Assessment of de novo RNA synthesis upon OH-ME treatment for 24 h in HepG2 (A, B) and HeLa WT versus HeLa CSA–/– cells (C, D). Actinomycin D (ActD) was included as positive control. EU incorporation was analyzed by click chemistry with FAM-Azide (green), while nuclei were visualized by DAPI. Images were acquired by confocal microscopy and processed by Zen software. Representative images (A, C, scale bar: 10 µm) and the quantitative evaluation (B, D) are shown (n = 3–5). E, F Western blot detection of RPB1 and phospho-Ser2/Ser5 RPB1 (pRPB1) in HepG2 cells upon OH-ME treatment for 24 h in the absence or presence of the proteasome inhibitor MG132 (10 µM, added 6 h before cell harvest).
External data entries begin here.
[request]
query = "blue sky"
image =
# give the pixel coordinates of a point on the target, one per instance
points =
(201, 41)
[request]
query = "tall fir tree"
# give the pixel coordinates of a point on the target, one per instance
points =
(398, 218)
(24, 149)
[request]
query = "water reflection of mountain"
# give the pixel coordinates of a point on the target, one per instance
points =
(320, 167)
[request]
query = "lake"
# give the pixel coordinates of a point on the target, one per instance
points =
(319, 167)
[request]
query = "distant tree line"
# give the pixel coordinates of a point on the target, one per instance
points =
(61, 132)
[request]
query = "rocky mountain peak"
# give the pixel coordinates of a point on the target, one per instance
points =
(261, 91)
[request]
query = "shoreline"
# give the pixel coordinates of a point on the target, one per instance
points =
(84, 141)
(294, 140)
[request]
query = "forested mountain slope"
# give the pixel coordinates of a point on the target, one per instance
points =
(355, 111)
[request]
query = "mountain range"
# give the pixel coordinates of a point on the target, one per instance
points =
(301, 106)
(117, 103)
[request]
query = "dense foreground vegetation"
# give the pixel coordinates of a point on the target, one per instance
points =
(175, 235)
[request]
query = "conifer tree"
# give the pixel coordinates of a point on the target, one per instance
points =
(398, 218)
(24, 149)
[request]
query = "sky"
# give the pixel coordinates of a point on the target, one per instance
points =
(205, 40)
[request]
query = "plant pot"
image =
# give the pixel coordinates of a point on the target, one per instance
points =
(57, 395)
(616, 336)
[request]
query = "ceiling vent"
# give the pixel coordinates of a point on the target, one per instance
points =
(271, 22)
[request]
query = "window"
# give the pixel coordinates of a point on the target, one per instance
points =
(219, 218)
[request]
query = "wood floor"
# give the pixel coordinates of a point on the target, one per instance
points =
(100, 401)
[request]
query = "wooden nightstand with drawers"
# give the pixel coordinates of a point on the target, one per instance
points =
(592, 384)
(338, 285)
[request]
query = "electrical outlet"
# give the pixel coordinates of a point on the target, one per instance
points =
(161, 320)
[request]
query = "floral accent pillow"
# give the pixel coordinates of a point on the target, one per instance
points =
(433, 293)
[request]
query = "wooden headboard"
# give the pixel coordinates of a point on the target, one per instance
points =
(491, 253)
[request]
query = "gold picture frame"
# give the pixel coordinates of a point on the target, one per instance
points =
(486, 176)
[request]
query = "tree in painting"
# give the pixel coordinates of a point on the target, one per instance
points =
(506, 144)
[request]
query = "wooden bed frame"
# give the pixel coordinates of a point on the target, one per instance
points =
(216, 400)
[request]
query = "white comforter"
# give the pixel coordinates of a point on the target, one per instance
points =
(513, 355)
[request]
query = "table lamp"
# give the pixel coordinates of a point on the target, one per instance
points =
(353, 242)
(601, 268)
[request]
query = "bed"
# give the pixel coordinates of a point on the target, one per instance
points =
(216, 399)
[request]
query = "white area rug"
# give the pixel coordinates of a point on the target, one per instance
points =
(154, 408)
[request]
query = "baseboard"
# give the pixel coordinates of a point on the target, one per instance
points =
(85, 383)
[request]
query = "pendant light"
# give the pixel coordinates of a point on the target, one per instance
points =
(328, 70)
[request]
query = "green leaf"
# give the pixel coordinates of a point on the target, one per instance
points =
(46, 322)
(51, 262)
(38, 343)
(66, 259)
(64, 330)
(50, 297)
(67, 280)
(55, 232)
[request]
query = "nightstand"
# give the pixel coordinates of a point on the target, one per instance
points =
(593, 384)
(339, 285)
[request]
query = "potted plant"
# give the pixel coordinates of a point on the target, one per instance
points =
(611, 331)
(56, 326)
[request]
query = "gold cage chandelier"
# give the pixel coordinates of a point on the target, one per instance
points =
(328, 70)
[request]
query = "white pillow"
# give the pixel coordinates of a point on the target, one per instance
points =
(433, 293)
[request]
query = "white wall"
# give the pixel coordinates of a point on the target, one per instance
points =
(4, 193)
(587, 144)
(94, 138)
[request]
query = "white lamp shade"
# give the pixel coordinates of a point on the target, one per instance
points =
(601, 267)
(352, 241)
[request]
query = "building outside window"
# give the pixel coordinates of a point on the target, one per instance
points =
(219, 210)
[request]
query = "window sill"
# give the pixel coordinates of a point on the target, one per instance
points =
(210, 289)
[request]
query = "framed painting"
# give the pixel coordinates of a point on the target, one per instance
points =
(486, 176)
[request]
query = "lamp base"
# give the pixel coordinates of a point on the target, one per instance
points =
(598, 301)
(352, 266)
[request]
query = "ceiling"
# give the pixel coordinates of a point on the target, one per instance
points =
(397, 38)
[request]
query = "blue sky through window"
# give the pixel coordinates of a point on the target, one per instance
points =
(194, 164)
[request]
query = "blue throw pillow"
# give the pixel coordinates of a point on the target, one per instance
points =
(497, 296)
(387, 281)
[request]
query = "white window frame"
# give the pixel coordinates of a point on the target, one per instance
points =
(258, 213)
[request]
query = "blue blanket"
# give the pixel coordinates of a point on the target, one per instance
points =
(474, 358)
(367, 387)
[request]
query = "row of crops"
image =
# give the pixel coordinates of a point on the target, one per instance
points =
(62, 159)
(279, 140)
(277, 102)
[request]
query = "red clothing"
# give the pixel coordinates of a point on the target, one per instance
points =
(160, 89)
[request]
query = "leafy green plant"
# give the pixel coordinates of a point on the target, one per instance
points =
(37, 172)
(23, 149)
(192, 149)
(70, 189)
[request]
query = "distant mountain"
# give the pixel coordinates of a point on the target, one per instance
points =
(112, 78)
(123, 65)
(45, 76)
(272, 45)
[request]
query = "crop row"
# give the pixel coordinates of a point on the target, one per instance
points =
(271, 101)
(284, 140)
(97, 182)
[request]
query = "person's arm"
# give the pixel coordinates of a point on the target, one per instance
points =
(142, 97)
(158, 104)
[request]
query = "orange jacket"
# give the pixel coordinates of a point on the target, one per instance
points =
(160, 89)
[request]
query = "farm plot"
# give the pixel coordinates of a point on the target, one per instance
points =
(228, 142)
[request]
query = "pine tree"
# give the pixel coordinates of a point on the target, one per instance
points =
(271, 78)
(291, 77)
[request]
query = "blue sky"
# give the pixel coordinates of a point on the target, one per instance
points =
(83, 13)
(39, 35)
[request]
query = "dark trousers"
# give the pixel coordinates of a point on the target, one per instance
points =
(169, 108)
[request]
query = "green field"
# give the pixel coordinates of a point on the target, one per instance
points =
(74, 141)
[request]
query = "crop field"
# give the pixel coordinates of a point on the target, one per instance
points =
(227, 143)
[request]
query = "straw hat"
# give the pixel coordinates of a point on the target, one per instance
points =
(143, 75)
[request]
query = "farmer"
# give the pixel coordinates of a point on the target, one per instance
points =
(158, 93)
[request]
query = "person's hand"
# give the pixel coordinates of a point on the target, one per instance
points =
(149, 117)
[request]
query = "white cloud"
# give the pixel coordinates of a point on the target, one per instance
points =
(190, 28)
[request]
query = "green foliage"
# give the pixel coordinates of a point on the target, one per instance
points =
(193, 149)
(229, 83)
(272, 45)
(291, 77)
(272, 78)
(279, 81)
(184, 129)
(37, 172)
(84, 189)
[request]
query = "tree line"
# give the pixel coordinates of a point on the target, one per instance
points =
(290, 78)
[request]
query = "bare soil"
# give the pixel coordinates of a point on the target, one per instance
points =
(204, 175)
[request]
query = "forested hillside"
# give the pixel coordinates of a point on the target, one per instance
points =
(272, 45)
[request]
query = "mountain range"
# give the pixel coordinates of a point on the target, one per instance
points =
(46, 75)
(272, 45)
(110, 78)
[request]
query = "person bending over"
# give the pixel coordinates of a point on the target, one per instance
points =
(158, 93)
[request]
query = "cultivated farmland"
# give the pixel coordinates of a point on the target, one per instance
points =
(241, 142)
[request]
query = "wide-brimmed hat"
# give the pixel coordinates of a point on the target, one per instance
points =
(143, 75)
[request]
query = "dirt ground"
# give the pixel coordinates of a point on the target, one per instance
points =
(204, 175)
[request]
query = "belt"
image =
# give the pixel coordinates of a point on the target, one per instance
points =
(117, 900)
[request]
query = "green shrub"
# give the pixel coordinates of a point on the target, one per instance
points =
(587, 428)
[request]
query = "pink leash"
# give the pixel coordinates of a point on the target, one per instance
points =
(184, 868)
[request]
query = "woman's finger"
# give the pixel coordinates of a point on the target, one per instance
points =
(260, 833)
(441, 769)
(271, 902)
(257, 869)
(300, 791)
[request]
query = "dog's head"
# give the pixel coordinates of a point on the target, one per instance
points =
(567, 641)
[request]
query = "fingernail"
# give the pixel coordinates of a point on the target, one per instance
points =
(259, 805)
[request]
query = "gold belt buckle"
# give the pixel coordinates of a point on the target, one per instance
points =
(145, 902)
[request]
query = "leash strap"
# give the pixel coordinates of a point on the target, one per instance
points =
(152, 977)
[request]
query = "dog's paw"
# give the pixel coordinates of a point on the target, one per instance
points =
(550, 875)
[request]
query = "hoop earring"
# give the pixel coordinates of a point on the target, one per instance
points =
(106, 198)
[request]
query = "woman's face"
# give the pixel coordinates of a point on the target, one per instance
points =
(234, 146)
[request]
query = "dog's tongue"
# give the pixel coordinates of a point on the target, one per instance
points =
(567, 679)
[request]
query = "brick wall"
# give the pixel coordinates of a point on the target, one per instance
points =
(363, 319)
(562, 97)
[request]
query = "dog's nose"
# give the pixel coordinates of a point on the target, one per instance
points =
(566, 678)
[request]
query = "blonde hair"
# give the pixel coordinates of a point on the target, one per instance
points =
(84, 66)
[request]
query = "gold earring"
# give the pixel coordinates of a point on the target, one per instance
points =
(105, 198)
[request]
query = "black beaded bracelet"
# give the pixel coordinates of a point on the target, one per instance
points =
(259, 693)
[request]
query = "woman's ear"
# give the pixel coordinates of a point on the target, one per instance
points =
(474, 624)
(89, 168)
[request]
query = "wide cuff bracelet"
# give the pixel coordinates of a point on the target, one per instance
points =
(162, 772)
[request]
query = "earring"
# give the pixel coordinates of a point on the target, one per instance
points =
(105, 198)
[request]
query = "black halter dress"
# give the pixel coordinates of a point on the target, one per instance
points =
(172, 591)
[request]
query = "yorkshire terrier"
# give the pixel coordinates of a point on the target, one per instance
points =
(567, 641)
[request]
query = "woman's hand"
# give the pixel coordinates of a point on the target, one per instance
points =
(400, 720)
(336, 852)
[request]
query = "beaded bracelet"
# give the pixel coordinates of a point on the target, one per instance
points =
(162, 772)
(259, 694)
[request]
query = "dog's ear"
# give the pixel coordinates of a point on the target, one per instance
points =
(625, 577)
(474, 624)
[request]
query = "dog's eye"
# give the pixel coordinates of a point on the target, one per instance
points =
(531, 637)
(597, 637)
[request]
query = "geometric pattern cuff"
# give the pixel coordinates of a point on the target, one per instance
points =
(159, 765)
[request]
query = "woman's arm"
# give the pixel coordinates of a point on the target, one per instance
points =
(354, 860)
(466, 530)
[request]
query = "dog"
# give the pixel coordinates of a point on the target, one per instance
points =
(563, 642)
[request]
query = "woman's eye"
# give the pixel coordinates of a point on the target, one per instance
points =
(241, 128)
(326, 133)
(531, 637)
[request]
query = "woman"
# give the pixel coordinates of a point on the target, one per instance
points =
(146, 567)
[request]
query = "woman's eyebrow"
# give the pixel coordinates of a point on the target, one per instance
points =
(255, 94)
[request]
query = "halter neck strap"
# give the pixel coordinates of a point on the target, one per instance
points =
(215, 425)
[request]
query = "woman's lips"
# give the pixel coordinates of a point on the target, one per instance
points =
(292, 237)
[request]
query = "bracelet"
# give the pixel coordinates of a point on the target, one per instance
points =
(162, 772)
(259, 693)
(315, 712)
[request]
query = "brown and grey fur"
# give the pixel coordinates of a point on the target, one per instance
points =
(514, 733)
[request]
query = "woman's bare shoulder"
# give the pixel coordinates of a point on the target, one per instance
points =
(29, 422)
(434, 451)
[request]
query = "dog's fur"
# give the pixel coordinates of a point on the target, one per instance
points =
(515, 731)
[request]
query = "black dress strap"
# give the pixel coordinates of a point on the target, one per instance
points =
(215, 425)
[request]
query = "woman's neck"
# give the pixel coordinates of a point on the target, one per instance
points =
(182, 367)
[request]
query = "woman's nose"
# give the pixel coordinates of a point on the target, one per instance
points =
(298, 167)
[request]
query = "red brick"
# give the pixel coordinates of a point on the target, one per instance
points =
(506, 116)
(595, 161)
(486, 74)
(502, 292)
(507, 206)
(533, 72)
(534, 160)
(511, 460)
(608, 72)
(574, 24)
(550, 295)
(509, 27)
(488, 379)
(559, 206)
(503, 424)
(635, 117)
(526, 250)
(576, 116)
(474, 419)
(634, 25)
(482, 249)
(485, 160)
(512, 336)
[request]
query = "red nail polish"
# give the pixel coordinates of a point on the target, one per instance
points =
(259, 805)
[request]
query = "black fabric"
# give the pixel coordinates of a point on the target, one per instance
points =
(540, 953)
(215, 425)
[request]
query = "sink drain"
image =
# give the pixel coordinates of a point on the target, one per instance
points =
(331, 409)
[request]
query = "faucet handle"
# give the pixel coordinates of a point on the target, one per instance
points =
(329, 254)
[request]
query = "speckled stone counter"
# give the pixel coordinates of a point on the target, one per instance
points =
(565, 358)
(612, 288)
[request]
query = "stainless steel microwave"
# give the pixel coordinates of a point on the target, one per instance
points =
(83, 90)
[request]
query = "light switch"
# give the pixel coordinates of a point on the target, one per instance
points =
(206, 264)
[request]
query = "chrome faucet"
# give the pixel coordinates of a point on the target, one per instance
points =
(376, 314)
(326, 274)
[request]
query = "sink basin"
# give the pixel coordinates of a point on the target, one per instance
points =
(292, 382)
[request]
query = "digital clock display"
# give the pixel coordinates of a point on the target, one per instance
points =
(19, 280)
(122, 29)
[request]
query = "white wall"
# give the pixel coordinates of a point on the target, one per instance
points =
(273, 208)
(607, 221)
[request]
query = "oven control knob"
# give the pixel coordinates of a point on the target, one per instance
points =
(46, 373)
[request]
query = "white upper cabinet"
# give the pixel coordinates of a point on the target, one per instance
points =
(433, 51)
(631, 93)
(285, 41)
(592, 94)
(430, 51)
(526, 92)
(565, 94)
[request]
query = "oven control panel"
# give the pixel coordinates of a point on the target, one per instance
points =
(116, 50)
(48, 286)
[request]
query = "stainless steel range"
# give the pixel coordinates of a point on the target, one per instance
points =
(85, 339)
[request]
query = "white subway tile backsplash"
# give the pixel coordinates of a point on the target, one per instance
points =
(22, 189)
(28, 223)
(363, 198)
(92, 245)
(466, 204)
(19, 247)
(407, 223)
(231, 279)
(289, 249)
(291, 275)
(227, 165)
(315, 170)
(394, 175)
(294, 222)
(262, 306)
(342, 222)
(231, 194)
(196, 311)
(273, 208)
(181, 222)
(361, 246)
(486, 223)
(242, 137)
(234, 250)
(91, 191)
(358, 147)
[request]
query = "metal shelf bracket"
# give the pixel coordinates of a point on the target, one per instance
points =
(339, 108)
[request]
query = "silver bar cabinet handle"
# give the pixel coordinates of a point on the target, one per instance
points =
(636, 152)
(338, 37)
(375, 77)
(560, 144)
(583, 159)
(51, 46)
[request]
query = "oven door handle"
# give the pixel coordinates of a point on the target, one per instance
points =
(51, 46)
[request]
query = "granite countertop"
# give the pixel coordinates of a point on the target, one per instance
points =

In addition, HepG2 cells were exposed to UV-C (20 J/m2) followed by 2 h incubation with or without MG132. Representative western blots (E) and densitometric evaluation of RPB1 levels (F) are shown. Hsp90 served as loading control (n = 3). G–I Subcellular localization of RPB1 and pRPB1 in HepG2 cells 24 h after OH-ME treatment with or without proteasome inhibition by MG132 (10 µM, added 6 h prior to cell harvest). Cells were stained for RPB1 (red) and pRPB1 (green), while the nuclei were visualized by DAPI (blue). Images were acquired by confocal microscopy and processed by Zen software. Representative images (G, scale bar: 10 µm) and the quantitative evaluation of cytoplasmic RPB1 (H) and pRPB1 (I) levels are shown (n = 4). All data are given as mean + SEM. *p < 0.05, **p < 0.01, ****p < 0.0001.